Florida's Concurrent Cause Doctrine: A Post-Hurricane Irma Refresher



September 19, 2017

Florida's Concurrent Cause Doctrine: A Post-Hurricane Irma Refresher

The Case:  Sebo v. American Home Assurance Co., Inc., 208 So.3d 694 (Fla. 2016).

Background: Sebo purchased a 5-year-old home in Naples, FL in 2005 and insured it with American Home (AHAC) under an “all risks” non-standard policy with an $8 million limit. Shortly after purchase, the home began experiencing water intrusion during rainstorms. After several months, it became clear that the house suffered from major design and construction defects. In October of 2005, Hurricane Wilma hit and further damaged the home. It could not be repaired and was eventually demolished. AHAC agreed to pay $50,000 in agreed coverage for mold, but denied the remainder of the claim.  

The issue on appeal was whether coverage existed under Sebo’s all-risk policy when multiple perils combined to create a loss, and at least one of the perils is excluded by the terms of the policy. This required the Florida Supreme Court to answer the fundamental question of whether, and when, to apply the efficient proximate cause (EPC) or concurrent cause (CCD) doctrines.

As a refresher, the EPC contemplates a chain of events where one peril independently and directly leads to a subsequent peril (think linear/chronological chain of events). If the first or initiating event is covered, then the loss is covered regardless of whether the subsequent events are not (and the inverse holds true). The CCD contemplates more than one cause happening at the same time and in concert to create the resulting damages. Under the CCD, an all-risk policy will typically cover the damage as long as one of the concurrent causes is covered, even even if the others are not. 

Holding: When independent perils converge and no single cause can be considered the sole or proximate cause, it is appropriate to apply the concurring cause doctrine. 

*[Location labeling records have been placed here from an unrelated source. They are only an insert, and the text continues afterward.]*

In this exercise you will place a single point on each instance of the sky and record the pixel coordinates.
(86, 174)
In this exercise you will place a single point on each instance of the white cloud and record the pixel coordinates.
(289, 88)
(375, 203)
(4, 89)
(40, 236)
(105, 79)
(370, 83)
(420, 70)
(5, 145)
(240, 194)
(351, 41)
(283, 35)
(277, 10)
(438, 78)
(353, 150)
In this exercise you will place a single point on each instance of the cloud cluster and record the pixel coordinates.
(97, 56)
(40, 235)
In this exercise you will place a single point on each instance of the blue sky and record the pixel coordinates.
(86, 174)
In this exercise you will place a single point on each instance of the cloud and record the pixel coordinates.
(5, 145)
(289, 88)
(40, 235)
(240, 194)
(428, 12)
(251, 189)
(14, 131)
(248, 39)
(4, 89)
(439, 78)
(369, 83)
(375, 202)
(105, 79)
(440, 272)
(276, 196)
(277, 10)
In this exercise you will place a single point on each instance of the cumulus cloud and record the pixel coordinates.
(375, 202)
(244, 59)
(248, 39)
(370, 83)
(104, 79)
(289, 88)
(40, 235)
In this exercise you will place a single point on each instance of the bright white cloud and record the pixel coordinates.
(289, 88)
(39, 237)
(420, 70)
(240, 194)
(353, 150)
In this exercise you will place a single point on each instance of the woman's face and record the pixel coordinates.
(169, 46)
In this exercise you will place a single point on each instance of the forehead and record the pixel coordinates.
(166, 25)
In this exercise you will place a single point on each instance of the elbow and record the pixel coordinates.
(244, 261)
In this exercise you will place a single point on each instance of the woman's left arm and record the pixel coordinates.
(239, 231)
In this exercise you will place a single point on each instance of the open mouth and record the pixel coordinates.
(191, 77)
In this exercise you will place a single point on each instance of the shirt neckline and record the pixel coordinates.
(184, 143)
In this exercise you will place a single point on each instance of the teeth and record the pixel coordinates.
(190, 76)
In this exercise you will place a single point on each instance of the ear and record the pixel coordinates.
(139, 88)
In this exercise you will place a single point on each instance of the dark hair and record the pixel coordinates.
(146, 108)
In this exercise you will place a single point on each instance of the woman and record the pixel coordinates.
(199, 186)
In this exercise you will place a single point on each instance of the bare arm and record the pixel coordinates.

In Sebo, it was undisputed that there was more than one cause that combined to result in the damage to the home–defective construction, rain, and wind. It was also undisputed that the Policy contained an exclusion for faulty, inadequate or defective planning, design, workmanship, construction, and the like, which was applicable under the circumstances. The Court found that there was no way to distinguish the proximate cause of Sebo’s property loss and that the rain and construction defects acted in concert. Further, the Court found that AHAC’s “faulty work” exclusion did not (as in other portions of the Policy) use language to explicitly avoid applying the CCD. Therefore, the Court held that the CCD applied under the facts and Policy wording and that the damage to Sebo’s home as covered although the defective construction was an excluded cause.

CommentarySebo re-affirms prior Florida law which recognizes both the EPC and CCD doctrines in first party property insurance. In doing so, it reminds us that coverage determinations will turn on both the specific facts of the claim (i.e. determining all causes of the damage) and the specific wording of the Policy (i.e. does the Policy explicitly avoid the CCD or not). If the causes are independent and occur in linear fashion, then coverage will turn on whether the first or precipitating cause, is covered. If the causes are not independent and acted in concert with each other, then the CCD may apply. If it does, coverage will turn on whether just one of those causes is covered.  Some common wording which may abrogate the CCD’s application is “regardless of whether it occurred, in whole or in part” and “regardless of whether any other cause, event, material or product contributed concurrently or in any sequence to such injury or damage.” Such wording has been found to avoid the CCD, for example, in the context of ISO standard mold exclusions.